Saturday, August 7, 2010

The weather has turned. Two nights ago, for the first time in ten days, rain. Good for the garden, but not so good for walking up hills in flip-flops.

My latest expedition took me to the hillside home of Guujaaw and Marcie. Guujaaw (“drum” in Haida) was born in Masset, a descendent of the Gakyaals Kiiqawaay Skedans Ravens. For many years Guujaaw had a studio practice, but now, as he puts it, he spends “less time on art and more time on politics.” Since 2000 he has served as President of the Haida Nation. Marcie is originally from Delta. The garden is mostly her doing.

I say “mostly” because Guujaaw does not like non-native flowers and would prefer that they not be planted on Haida land. But because he is a negotiator, a compromise was reached: Marcie can grow nasturtium, lobelia and cosmos, but in pots, like the ones on the steps outside their longhouse-inspired home.

Marcie and Guujaaw’s garden is nowhere near the undertaking of Benita’s or Marlene’s. What it does have is a more apparent relationship between flora and fauna. Cupping the south side of their deer-proofed vegetable patch is a chicken (or “sqaw”) run. When I asked Marcie where she keeps her compost, she pointed to the chickens. “They get the scraps, we get the manure.”

The point was brought home later when Marcie absently picked a caterpillar from a lettuce leaf and fed it to a chicken.

Our next stop was The Edge of the World Festival at Tlell. En route, Adele, who has been known to describe Tlell as “less a town than a state of mind,” took me to where most Tlellians live: a Chelsea-of-the-forest filled with galleries, open studios and homesteads, many of which were built by 1960s counter-culturalists.

One such couple is Barb and Noel, owners of a spread on Richardson Road. Though both spend a sizeable amount of time tending their garden beds and chickens, Barb has becoming increasingly active in Sitka Studio Art and Books, while Noel seems happiest at the centre of a redecorated hollow tree, where we jammed (me on guitar, he on harmonica) before making our way to The Edge of the World.

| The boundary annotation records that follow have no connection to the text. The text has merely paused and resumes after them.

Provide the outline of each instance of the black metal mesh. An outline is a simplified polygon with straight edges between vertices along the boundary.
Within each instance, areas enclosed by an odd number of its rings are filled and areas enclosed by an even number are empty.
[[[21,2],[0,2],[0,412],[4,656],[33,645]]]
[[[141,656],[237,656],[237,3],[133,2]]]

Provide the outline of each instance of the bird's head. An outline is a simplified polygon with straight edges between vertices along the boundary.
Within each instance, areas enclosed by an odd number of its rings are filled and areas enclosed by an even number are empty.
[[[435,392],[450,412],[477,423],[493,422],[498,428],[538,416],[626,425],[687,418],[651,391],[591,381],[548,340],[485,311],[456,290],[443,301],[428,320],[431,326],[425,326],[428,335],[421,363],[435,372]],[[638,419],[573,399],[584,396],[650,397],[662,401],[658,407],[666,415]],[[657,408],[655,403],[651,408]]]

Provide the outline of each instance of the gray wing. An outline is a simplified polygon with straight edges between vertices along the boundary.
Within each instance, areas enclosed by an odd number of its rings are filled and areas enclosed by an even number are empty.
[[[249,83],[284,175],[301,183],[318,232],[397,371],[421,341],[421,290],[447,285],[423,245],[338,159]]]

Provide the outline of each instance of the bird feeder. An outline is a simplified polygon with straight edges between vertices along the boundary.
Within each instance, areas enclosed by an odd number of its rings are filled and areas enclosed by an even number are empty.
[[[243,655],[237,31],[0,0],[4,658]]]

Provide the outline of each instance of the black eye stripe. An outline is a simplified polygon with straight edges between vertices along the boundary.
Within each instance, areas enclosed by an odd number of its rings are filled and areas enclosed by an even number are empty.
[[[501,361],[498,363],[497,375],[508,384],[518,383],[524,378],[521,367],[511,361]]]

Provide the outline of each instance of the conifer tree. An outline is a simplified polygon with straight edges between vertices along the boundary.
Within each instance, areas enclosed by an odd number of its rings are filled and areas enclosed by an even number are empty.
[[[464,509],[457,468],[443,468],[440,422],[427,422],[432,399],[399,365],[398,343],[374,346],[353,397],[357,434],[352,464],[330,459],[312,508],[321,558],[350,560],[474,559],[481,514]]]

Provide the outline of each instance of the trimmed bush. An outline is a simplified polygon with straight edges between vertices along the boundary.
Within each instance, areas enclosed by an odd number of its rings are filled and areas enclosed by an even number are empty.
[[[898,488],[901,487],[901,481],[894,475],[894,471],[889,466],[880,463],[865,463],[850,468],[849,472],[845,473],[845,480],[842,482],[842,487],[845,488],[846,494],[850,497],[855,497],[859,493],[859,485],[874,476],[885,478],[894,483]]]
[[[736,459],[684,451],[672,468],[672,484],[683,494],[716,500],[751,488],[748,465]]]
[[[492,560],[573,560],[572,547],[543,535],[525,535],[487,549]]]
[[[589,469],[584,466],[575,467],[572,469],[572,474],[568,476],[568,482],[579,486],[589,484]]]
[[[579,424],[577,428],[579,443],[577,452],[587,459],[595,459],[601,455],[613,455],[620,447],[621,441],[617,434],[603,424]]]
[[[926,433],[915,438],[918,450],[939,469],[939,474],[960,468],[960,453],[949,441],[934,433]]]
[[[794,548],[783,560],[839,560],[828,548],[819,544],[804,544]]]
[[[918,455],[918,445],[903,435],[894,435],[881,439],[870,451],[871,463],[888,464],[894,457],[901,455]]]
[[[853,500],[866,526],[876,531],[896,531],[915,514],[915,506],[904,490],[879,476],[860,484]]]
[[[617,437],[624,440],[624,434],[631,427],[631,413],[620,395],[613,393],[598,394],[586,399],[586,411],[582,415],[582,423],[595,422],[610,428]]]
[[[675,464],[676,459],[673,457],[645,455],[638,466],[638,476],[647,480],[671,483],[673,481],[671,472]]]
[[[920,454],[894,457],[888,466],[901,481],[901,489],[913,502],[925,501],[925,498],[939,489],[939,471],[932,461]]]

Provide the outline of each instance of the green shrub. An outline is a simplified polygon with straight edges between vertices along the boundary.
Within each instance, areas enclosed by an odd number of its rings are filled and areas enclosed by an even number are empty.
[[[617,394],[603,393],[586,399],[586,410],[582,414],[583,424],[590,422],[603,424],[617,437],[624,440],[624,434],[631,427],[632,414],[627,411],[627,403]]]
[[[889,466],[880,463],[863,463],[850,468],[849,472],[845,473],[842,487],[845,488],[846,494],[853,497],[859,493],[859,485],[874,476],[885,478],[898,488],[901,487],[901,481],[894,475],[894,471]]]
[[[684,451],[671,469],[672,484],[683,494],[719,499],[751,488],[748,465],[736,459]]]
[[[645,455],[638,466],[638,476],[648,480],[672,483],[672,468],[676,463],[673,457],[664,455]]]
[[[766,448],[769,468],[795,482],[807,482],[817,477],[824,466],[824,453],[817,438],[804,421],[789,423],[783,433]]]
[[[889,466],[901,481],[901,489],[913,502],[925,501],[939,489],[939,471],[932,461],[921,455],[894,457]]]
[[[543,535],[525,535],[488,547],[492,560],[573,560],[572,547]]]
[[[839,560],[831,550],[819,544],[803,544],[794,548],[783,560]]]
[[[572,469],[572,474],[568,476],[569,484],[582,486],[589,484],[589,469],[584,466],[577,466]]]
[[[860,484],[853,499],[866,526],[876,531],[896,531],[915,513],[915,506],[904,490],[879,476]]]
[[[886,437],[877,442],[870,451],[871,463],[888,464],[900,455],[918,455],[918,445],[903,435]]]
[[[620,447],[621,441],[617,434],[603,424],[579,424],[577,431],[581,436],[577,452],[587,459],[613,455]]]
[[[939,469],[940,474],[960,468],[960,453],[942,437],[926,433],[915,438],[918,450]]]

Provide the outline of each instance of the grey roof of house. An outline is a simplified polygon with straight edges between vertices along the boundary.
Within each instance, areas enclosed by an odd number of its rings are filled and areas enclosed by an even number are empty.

Fortunately we were not so late as to miss the blessing by the Haida Spirit Dance Group. Following that, I purchased some of the islands’ wares (berettes made from recycled clothing, a packet of polished shells and a hackey sack), then a big bag of popcorn to nibble on while I watched Wendy Watts, Quebec’s FM Hi LOW and Honey Brown, who, at their most relaxed, sounded a lot like the Allman Brothers Band at their drug-addled best. Although I would have liked to stay for my old friend Kinnie Starr (she supplied music to a lyric from my book Hard Core Logo, which she then performed on the film version’s “tribute record”), Adele, her family and I were fading.

Our return to Charlotte took place at dusk. Along the way I counted twenty deer. Like Adele and her kids, the deer consisted mostly of moms and teenaged daughters.